FRANCE: While Argentine Malbec is fruit forward, France is quite the opposite. Malbec from the Cahors region is, at first, leathery with flavours of tart currant, black plum and savoury bitterness often described as green. French Malbecs, from the Loire and Cahors, have higher acidity which attributes to flavours described as black pepper and spice. Because of their moderate tannin and acidity with lower alcohol, French Malbec wines tend to age longer.
Malbec is an Umami lover. Unlike Cabernet Sauvignon, Malbec doesn’t have a super long finish. Because of this, Malbec is great with leaner red meats (for example ostrich). The wine does extremely well with funky flavours like blue cheese and rustic flavours like mushrooms and cumin spice.
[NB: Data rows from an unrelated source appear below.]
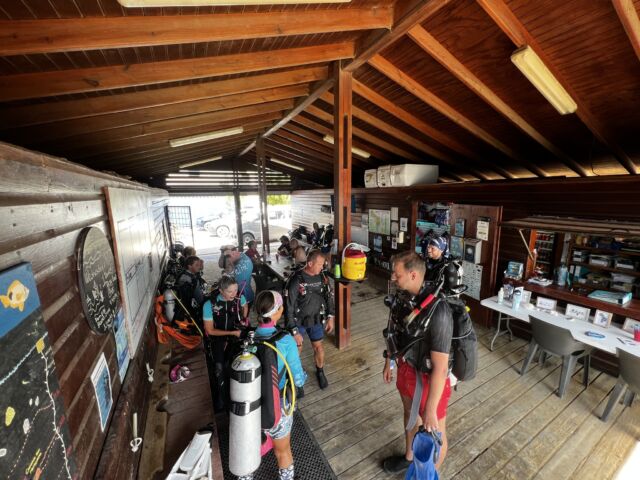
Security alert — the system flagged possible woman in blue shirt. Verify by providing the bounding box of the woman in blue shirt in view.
[256,290,307,480]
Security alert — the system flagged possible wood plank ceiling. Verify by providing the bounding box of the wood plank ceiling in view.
[0,0,640,186]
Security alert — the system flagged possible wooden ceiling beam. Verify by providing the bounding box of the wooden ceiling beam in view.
[353,79,517,179]
[264,144,333,173]
[322,92,490,180]
[369,55,547,177]
[97,138,257,174]
[408,25,588,177]
[0,6,393,56]
[235,0,450,163]
[0,66,328,130]
[293,115,397,162]
[0,42,354,101]
[344,0,450,72]
[51,99,293,151]
[3,84,309,145]
[306,105,422,163]
[83,124,271,167]
[240,78,333,156]
[476,0,638,176]
[611,0,640,60]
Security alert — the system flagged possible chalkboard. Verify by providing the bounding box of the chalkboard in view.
[0,263,78,480]
[77,227,120,334]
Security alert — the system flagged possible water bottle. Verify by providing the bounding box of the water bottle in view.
[511,290,522,310]
[556,263,568,287]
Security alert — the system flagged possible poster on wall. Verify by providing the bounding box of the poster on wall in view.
[105,187,160,357]
[91,353,113,432]
[369,209,391,235]
[0,263,78,479]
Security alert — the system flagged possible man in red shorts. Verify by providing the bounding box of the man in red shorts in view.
[382,251,453,473]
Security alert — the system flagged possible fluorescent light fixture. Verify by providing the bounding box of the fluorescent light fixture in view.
[511,45,578,115]
[271,158,304,172]
[169,127,244,148]
[118,0,351,8]
[323,135,371,158]
[178,155,222,168]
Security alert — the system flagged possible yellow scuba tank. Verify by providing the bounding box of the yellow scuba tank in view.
[342,243,368,280]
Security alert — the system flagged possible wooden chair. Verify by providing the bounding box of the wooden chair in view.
[600,348,640,422]
[520,315,592,398]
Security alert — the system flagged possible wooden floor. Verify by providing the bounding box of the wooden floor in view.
[300,284,640,480]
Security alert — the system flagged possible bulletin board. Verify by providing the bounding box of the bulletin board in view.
[105,187,161,358]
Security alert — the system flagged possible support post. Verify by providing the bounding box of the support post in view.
[256,135,271,255]
[233,160,244,251]
[333,63,352,349]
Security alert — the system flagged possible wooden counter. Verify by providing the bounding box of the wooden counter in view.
[519,282,640,320]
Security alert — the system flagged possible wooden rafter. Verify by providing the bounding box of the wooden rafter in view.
[83,122,273,167]
[611,0,640,60]
[344,0,451,72]
[305,105,422,162]
[293,115,397,162]
[53,99,293,151]
[240,0,450,164]
[240,78,333,156]
[322,92,489,180]
[0,67,328,129]
[476,0,637,175]
[408,25,588,177]
[7,84,309,145]
[0,6,393,56]
[369,55,547,177]
[0,42,354,101]
[353,79,516,179]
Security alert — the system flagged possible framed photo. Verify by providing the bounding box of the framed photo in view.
[593,310,613,328]
[564,303,591,322]
[536,297,558,310]
[622,318,640,335]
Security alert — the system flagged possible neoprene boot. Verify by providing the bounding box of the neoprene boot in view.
[316,367,329,390]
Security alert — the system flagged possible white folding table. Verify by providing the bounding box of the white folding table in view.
[480,296,640,358]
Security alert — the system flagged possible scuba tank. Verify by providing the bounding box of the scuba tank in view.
[229,332,262,477]
[163,288,176,322]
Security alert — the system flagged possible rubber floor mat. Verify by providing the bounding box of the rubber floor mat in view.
[216,411,338,480]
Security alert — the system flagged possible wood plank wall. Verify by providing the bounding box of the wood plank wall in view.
[0,143,168,479]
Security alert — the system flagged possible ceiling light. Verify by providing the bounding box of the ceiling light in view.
[271,158,304,172]
[118,0,351,8]
[323,135,371,158]
[511,45,578,115]
[169,127,244,148]
[178,155,222,168]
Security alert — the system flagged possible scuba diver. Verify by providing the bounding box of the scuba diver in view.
[239,290,307,480]
[284,250,335,389]
[383,251,453,473]
[202,275,249,412]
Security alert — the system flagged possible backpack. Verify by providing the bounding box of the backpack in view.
[446,298,478,381]
[256,330,287,430]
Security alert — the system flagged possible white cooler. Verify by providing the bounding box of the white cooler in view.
[378,165,391,187]
[388,163,439,187]
[364,168,378,188]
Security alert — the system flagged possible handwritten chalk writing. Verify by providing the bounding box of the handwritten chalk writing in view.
[78,227,120,333]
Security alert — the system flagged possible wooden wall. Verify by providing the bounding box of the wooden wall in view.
[0,143,168,479]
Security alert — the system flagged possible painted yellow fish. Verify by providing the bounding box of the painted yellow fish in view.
[0,280,29,312]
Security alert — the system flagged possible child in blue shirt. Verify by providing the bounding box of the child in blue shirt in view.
[202,275,249,411]
[251,290,307,480]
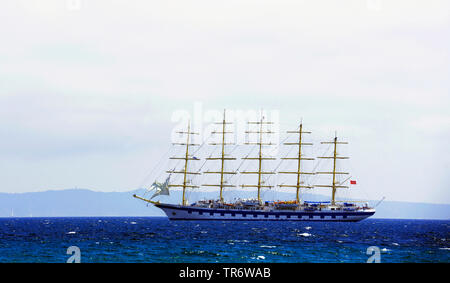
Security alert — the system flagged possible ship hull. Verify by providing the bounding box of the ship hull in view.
[155,203,375,222]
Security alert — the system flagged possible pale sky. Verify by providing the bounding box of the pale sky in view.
[0,0,450,203]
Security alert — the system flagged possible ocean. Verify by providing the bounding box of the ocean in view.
[0,217,450,263]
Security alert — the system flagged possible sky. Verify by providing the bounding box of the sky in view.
[0,0,450,204]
Dark meat poultry and lean red meat. Malbec also pairs well with earthy flavours too, such as beef brisket, duck, chicken leg, lamb, beef, ostrich, buffalo, and pork shoulder.
Spices and Herbs
Look for spices that have earthy or smoky flavours such as: Parsley, Sumac, Thyme, Rosemary, Porcini, Smoked Paprika, Black Pepper, Cumin, Coriander, Juniper Berry, Clove, Vanilla Bean, Garlic, Shallot, Green Onion, or Barbecue Sauce.
You find a lot of these spices in Lebanese cuisine, so Malbec is a natural choice.
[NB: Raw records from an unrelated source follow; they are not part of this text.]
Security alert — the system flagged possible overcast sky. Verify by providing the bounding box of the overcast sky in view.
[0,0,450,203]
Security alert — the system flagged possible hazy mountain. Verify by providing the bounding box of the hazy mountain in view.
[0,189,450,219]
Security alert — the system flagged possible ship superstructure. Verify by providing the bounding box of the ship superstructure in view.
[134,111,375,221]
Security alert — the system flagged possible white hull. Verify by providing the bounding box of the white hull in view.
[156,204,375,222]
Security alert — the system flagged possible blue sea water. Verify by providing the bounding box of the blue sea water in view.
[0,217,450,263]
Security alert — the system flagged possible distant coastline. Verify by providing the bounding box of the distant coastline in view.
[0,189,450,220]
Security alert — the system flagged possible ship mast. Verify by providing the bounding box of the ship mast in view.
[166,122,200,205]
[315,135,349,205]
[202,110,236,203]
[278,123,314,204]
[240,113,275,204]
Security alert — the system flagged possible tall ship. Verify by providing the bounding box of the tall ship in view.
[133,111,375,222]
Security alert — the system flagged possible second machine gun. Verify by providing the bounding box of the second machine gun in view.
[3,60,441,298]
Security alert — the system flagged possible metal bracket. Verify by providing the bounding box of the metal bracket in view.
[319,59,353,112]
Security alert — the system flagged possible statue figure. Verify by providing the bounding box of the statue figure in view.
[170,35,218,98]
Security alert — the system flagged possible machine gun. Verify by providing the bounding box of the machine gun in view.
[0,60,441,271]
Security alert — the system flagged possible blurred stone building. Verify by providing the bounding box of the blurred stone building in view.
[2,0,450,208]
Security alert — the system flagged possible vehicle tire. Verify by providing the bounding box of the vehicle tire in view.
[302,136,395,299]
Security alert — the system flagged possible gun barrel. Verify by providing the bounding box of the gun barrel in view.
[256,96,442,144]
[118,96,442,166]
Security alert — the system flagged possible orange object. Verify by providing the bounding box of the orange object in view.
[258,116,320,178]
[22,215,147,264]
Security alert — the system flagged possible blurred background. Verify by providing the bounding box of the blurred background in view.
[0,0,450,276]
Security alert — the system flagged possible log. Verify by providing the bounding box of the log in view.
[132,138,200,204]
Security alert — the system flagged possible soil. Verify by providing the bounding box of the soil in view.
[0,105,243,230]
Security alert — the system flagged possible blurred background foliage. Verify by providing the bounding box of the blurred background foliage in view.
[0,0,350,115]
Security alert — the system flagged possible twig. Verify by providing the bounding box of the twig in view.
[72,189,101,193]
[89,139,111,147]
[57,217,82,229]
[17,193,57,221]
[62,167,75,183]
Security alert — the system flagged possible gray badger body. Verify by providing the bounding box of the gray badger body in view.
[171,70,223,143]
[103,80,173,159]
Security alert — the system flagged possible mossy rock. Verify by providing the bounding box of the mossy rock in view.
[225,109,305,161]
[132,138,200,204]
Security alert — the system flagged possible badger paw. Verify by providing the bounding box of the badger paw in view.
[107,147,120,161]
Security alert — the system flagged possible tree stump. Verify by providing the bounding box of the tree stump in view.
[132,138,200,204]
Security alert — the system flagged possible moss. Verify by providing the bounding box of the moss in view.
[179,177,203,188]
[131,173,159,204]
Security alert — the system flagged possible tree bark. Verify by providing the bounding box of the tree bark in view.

Look for funky and rich soft to semi-firm cow’s and goat’s milk cheeses.
Luigi Bosca; Argentina 2012
This is an intense purple colour wine, with distinct aromas of ripe red fruits, spices and black pepper. The intensity of the entry in the mouth is complemented with the softness and sweetness of tannins, respecting the characteristics of the grape variety in Argentina. A pure, full-bodied, well-structured red wine with character and all the juiciness typical of this variety. A long lingering and elegant finish.